Knowing she was all alone, Jemima dared to take off the gloves that she only ever removed in private. Slowly, she threaded her fingers into the dewy mulch. She took handfuls and raised the smell to her nostrils. The aroma took her back into the room.
The compost was not fresh. The gardener who she had employed, but never met, had been given strict instructions. To mow the lawn, to dig up weeds and keep the paths clear but he must never tend to the rose bushes. It was her misplaced attempt at rebellion. She did not wish to continue her controller’s obsession.
Every week, a single stem rose would be left in her basement room to flourish and wilt. He would explain to her the perfection of the folding petals. Then tell her that nothing stayed perfect as he compared it to the rotten roses that remained. Whenever she found an imperfect petal she would press it into her hidey-hole. It was an attempt to prove him wrong. That you could start out in the world with imperfections.
She let the compost drop back into its container. She felt dirty. This was why she didn’t want to come here. Just the smell had taken her back to being eight-years-old all over again. She used the compost as a punch bag. The top layer was hardened from neglect and it did not yield to her angry efforts. So she grabbed at handfuls of the earth-like substance. Piece by piece, she hurled chunks at the bland, grey walls.

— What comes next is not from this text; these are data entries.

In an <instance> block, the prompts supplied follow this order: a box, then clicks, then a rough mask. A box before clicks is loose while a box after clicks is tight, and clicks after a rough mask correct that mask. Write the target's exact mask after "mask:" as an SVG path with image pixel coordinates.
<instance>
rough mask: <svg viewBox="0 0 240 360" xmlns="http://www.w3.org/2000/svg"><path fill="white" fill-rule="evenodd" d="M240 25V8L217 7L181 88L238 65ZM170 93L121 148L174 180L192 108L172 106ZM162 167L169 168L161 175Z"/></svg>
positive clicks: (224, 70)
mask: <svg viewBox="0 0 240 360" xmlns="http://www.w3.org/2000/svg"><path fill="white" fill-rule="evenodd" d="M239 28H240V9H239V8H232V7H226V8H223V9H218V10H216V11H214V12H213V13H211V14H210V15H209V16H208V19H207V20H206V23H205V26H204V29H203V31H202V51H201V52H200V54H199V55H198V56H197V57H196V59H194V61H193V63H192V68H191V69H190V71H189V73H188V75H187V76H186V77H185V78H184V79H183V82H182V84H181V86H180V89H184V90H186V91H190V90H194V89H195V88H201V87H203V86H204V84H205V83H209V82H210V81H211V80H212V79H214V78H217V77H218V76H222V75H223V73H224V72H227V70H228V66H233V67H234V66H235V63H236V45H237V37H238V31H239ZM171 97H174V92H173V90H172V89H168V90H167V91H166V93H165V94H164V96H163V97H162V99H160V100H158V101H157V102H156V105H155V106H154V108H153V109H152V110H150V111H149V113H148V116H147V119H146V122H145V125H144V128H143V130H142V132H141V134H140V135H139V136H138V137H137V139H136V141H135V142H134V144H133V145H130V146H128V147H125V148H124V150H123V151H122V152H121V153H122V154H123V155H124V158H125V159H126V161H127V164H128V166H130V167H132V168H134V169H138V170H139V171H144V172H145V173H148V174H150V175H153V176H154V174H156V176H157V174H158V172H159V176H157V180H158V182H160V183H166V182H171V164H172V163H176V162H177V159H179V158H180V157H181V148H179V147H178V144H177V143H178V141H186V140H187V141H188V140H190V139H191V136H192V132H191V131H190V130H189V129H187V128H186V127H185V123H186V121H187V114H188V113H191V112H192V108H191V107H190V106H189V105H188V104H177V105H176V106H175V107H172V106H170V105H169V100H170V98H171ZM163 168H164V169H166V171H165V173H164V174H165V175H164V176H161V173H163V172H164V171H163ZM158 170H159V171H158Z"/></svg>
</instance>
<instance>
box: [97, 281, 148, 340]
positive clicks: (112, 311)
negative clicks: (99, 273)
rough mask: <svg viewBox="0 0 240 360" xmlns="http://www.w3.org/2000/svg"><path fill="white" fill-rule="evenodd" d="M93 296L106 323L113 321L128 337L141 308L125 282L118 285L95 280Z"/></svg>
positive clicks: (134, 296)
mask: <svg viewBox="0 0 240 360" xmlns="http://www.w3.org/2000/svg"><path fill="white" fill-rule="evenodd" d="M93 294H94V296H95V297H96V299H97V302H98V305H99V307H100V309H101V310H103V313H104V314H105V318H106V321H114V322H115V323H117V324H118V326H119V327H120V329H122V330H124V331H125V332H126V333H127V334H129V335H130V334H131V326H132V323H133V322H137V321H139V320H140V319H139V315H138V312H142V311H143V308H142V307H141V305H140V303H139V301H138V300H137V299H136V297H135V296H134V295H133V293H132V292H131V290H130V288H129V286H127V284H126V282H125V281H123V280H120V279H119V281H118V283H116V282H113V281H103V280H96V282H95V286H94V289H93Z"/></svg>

She wanted it to stick. She wanted the world to know what this place really was. Furiously, she worked at the mound. Shouted. Screamed. Cried. And still the dirt refused to cling to the wall. So she stopped. What was the point? In a few hours she would sign this place away. Its destruction would make way for a new housing estate and put old secrets to rest.
She should never have come here.
No questions had been asked when he’d left her the house in his will. The consensus seemed to be that leaving her the property was his attempt at remorse. That somehow, wealth would make up for all the wrong-doing.
She let her knuckles scrape along the edge of the splintered wooden box. The veneer of the make-shift structure was faded. At the base the wood had decayed. One good kick and it would collapse. She let her fingers trace the bumpy peaks and troughs that marked her palms. When she pressed hard enough it felt like the thorns were still under her skin. The pressure brought the pain back so readily. She kicked the compost box. The structure broke easily ... how easy it would be for her to break with it.
She had always known this house was not a gift; it just wasn’t within him to need her forgiveness. In the soft glow of the evening light the remains she had just uncovered confirmed that, even in death, he still wanted to play mind-games.
The deadline was just hours away. She would get her solicitors to delay the cut-off. She would stall them by making demands for more money. It would give her the time she needed.